No, no, 2013 and 2014 were excellent years for me. I had a lot of gigs, but the problem is when you’re around all the time you don’t have time to make music.
Do you try and work on the road, like a little tiny set-up you can at least scratch some ideas on and then come back to?
No, not really. I’m only using hardware, no software except the Apple software I use as a mainframe. I started like this in ‘95, with only outboard equipment, in ‘99, 2000 hard disk came slowly, and everybody was doing it, and I sold almost all my hardware because I thought “I don’t need this anymore, I can do everything with software”.
Yeah I did that, mistake!
Yeah it was a big mistake, and then in 2004, 2005 I recognised something was missing, I’m really missing sitting in front of the gear and creating the sound by myself, not just a tap on the mouse and keyboard. Then I restarted again, buying all the stuff back, and today I have only analogue gear.
What are your favourite pieces of gear that you’ve got? Or if you had to keep only five things in your studio what would they be?
It’s the Roland Jupiter-8 synthesiser, for sure the number one. Then the second one is Moog Voyager synthesiser, then third place I would say Massive Passive equalizer hardware. Number four the API compressor I use a lot, the 2500 compressor, and in fifth place I would say the Roland Juno-60.
At least with all that stuff you could rebuild your studio, you’d still keep your sound.
For sure, I mean in the last four years, I was really trying to work on the sound, on the recording, and what can I do better, so the sound in the studio is almost room and room. I calibrated my speakers from a professional company in Germany and it’s wicked. When you sit down you have a crystal clear super sound, you hear everything, believe me! [laughs]
Listening to your music you can tell that you haven’t been making music a short, but do you think you’ve come to a turning point, your studio being exactly how you want it, and you’ve got all your gear? You’re at your best right now would you say?

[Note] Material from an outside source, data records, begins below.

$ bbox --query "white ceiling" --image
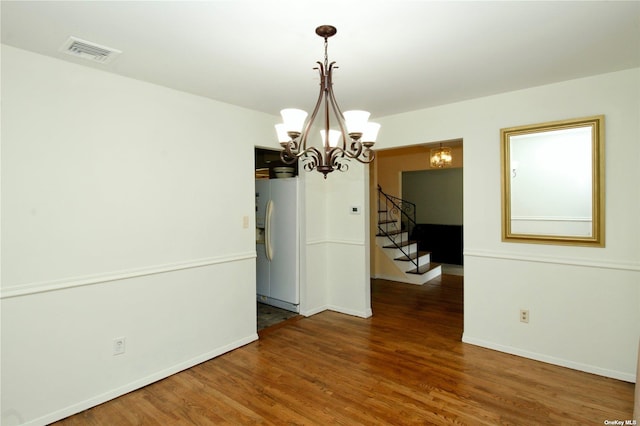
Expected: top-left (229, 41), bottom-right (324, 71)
top-left (1, 0), bottom-right (640, 117)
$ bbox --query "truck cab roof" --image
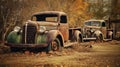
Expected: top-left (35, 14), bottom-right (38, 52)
top-left (33, 11), bottom-right (66, 16)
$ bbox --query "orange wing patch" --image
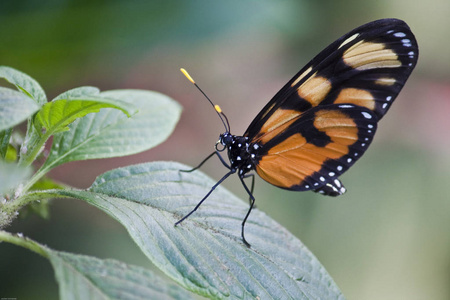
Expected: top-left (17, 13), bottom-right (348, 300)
top-left (342, 40), bottom-right (402, 70)
top-left (256, 110), bottom-right (358, 188)
top-left (257, 108), bottom-right (301, 144)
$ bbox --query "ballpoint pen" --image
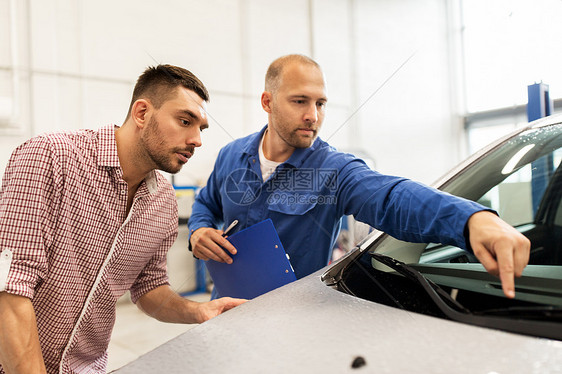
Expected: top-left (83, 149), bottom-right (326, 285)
top-left (222, 219), bottom-right (238, 236)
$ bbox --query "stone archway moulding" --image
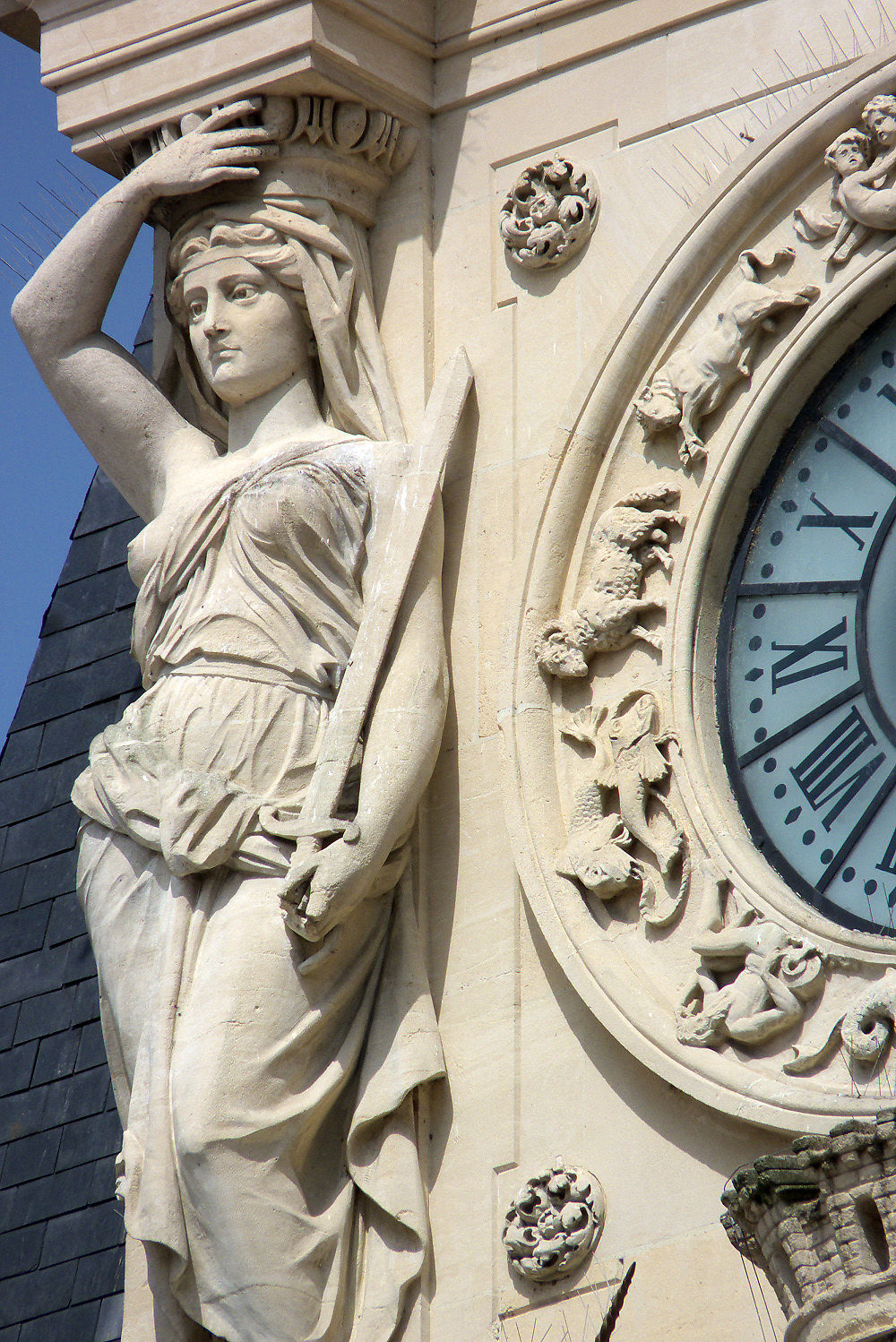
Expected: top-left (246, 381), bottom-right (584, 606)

I would say today I’m really happy with my set-up, and I can do anything I want to do, every gear I wished to have. Like the last piece of gear was a Jupiter-8, it was super, super expensive to get it, but it was my wish since I was 18, and I didn’t have the cash back in the day, and I bought it two years ago. I refurbished the synthesiser to make it extra clear, went to another company, spent a lot of money, and now it’s in perfect condition, so this was the last gear I wished to have for the studio. I might buy one or two more compressors or equalizers, just minor things.
Ok so this is a different question for you. If you were banished to a desert island, and you had to take three famous people, dead or alive, who would you take and why?
I will take my girl, of course, because I love her, because we’ve been through hard times, so I would want to spend this hard time with her. Second, I will probably take a best friend of mine, we know each for many years, and the third, maybe somebody who could really help us out of the shit [laughs], a politician who has so much influence he can boost us in five minutes out of this desert!